Ciudad de México.- La Secretaría de Seguridad Ciudadana de la Ciudad de México, en un operativo conjunto con la Secretaría de Gobernación y la Comisión Nacional de Derechos Humanos, confirmó el hallazgo y aseguramiento de 59 artefactos explosivos de fabricación casera en los autobuses que transportaban a estudiantes de la Escuela Normal Rural de Ayotzinapa y a padres de los 43 jóvenes desaparecidos. Los vehículos se dirigían a la capital del país con el propósito de integrarse a las movilizaciones de la Coordinadora Nacional de Trabajadores de la Educación.
La intervención policial ocurrió alrededor de las 12:20 horas en la plaza de cobro número uno Tlalpan, ubicada en la autopista México-Cuernavaca. De acuerdo con los reportes institucionales, personal especializado del agrupamiento Zorros de la policía capitalina llevó a cabo una inspección en el interior de una de las unidades retenidas. Durante esta revisión, que según las dependencias gubernamentales se realizó de manera pacífica y bajo acuerdo previo con los estudiantes, los agentes localizaron una caja de color azul que resguardaba 59 tubos de PVC blanco provistos de mecha y pólvora, catalogados de forma preliminar como dispositivos explosivos.
La Secretaría de Gobernación, encabezada por Rosa Icela Rodríguez, detalló que el despliegue se originó a partir de una denuncia ciudadana que alertaba sobre el traslado del material peligroso a bordo del transporte de los manifestantes. Por su parte, el subsecretario de Derechos Humanos, Población y Migración, Arturo Medina, explicó que tras concluir la inspección física de los camiones y realizar el embalaje de los objetos, se determinó cerrar la revisión perimetral y permitir el avance del contingente hacia su destino en la zona centro de la Ciudad de México.

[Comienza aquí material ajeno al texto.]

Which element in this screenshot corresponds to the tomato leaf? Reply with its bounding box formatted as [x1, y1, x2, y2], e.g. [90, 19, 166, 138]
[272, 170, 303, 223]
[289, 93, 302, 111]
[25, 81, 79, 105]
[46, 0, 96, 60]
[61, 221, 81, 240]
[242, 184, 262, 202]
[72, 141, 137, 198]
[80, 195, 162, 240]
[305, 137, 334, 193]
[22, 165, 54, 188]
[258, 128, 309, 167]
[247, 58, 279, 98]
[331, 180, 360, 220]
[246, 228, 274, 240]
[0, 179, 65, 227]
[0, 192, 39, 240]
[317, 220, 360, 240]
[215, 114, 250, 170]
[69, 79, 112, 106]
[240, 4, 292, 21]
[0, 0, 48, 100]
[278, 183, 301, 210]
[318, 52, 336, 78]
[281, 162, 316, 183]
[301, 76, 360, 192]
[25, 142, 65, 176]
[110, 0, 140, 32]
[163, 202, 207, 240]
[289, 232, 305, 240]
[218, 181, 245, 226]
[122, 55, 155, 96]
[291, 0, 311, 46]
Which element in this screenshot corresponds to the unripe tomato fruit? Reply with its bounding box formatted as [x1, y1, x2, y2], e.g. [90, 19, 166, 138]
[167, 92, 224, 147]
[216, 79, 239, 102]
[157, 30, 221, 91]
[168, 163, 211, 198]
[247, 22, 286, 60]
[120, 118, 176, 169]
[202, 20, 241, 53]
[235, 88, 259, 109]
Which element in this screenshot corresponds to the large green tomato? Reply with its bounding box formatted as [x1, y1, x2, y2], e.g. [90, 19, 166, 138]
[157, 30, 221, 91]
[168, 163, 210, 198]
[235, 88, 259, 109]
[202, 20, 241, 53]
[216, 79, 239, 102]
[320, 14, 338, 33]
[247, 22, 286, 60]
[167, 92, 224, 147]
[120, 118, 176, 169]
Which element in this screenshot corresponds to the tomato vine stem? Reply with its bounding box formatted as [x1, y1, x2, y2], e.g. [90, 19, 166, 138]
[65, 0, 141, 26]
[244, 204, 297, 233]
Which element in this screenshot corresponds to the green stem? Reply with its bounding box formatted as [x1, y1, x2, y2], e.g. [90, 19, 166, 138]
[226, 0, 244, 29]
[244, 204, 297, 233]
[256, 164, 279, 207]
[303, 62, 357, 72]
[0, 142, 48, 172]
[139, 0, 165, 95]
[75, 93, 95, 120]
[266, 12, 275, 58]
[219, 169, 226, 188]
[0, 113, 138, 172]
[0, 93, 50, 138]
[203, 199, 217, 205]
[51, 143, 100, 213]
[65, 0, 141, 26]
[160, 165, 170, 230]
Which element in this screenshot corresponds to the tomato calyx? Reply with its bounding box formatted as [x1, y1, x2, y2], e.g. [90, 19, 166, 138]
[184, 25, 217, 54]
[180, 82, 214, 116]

Los reportes oficiales del operativo precisaron que las diligencias ministeriales en la caseta se desarrollaron sin contar con una orden judicial previa. Los 59 artefactos decomisados fueron trasladados de manera inmediata a las instalaciones de la Fiscalía General de Justicia de la Ciudad de México, donde peritos especializados en la materia se encargarán de realizar la valoración técnica correspondiente y determinar de manera jurídica el origen y la peligrosidad de los componentes químicos localizados.